Kidcentric

4 Aug

Dear LetterBalm: I’m in my early 30s. I’m not married and don’t have any kids, but a lot of my friends have children. I love kids, but the trouble is, that every time we get together it’s either a child-centered activity (park outing, birthday party, kids’ movie, etc.) or the kids come along to lunch or I’m invited to visit their home. I can’t remember the last time my friends and I had an adult evening together. It’s not as though they can’t afford babysitters, and I try to give them plenty of notice so they can plan their time. I’m beginning to feel like I’m being imposed on. What can I do to change this?

–The Fun Godmother

What you can do is speak up. You love kids, when you’re with them you have a good time and give them a good time. As far as their parents are concerned, you’re a gift from the gods. You make it easy for them to have their kids and their friend, too. They think you’re O.K. with this. Aim for a happy medium. Half the time go for the kid stuff, the other half celebrate grown-up activities. If you’re clear about your wishes, your friends can say either yes or no. If the answer is no, you must weigh how much their friendship means to you. If the only way you can see them is with their kids in tow … well, only you know if this is a dealbreaker. Ms. L.B. wants you to remember, though, that kids grow up and empty-nest parents will welcome steadfast friends who hang in there.
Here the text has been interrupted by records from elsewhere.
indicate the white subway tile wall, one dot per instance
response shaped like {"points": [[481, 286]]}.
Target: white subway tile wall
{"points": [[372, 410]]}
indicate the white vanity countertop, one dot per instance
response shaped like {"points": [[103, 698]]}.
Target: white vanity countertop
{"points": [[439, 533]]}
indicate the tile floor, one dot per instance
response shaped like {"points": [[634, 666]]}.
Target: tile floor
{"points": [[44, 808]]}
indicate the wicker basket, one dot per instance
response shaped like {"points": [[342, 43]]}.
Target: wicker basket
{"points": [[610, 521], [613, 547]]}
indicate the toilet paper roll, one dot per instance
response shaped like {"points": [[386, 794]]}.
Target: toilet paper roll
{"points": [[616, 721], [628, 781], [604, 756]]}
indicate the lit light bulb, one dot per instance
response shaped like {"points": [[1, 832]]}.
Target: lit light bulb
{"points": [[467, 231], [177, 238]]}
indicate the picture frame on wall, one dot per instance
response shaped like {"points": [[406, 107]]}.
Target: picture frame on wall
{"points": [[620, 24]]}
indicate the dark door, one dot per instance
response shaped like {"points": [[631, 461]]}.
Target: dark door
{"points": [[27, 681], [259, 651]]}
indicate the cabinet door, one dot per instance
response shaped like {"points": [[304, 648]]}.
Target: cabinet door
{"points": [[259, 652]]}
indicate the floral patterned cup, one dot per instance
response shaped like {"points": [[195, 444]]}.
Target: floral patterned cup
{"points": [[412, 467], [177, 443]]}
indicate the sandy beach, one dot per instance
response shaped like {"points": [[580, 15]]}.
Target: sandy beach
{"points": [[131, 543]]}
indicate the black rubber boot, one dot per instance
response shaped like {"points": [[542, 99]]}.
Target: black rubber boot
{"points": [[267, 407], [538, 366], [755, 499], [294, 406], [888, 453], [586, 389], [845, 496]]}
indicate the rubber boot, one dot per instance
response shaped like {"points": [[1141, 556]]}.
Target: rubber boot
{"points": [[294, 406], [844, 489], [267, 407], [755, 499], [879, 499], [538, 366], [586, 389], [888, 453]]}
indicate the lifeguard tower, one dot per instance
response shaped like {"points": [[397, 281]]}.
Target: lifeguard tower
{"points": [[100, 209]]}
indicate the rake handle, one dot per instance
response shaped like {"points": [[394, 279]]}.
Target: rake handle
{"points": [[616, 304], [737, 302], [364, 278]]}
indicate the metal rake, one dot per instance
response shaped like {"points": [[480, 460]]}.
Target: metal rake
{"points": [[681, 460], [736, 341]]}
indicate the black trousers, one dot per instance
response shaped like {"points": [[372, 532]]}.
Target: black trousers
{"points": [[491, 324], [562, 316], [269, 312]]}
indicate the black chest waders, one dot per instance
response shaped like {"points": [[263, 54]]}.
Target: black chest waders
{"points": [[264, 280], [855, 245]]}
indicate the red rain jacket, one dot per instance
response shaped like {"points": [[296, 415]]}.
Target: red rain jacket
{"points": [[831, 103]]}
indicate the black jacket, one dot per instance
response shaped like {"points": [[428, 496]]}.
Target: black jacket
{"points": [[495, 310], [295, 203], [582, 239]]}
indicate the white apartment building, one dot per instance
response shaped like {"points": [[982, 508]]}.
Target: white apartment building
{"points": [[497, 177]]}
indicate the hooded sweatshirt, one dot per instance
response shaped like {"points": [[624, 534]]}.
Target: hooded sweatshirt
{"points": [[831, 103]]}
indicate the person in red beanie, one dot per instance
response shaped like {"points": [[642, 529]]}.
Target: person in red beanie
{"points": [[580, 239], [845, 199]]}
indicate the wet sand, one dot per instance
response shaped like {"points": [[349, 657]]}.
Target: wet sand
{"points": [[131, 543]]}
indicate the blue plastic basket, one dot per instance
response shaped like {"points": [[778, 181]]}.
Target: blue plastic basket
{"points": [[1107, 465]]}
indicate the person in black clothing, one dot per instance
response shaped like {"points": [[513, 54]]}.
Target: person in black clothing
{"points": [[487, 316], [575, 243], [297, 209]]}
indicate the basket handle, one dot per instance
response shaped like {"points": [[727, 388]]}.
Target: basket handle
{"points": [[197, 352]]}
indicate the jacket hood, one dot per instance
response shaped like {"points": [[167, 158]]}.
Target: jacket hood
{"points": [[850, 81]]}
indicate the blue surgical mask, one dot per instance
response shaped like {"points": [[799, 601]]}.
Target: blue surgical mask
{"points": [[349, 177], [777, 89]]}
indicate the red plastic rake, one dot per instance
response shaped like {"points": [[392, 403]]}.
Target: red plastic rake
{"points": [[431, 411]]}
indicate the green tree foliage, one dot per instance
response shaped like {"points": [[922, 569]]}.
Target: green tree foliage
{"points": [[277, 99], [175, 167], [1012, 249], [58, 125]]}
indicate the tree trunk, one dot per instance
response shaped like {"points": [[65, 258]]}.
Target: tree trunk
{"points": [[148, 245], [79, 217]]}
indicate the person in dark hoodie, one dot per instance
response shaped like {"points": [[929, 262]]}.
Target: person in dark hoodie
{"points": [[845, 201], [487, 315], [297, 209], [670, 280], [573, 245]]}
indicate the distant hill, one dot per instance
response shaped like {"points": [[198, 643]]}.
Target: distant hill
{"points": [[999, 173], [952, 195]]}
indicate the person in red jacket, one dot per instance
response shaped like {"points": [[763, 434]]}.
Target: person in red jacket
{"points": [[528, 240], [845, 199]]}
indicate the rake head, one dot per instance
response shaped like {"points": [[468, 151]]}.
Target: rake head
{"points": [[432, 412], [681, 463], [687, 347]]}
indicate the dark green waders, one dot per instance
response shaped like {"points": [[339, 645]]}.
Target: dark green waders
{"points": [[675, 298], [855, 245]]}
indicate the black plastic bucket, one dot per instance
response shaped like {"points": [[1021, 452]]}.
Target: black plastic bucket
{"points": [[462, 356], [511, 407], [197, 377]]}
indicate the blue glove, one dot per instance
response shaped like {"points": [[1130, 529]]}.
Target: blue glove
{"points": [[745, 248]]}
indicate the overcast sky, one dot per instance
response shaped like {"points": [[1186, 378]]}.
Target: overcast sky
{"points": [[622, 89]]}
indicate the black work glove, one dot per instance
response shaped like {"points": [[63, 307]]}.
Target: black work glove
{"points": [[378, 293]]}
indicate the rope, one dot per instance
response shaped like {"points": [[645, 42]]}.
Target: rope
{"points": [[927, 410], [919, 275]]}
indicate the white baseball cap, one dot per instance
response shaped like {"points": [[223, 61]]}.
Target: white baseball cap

Try these on your friends:

  • How about some grown-up time? Can we have dinner, just the adults this time?
  • I love being with Andy and Lotte, you know that. But can we have a girls’ Sunday brunch and see that new Woody Allen movie? We need a big catch-up.
  • I miss our good gabfests. How about letting Jason take the kids and we take one of our Saturday afternoon spa dates?
  • Girlfriend, we need some time together. Get a babysitter and we’ll have dinner in the next two weeks at that new Spanish restaurant. What works for you?
  • I want to introduce you and Richard to this new man I’ve been seeing. It’s nothing serious, but I just want to have a casual evening with my two good friends so you can meet him. What works for you? When can you get a babysitter?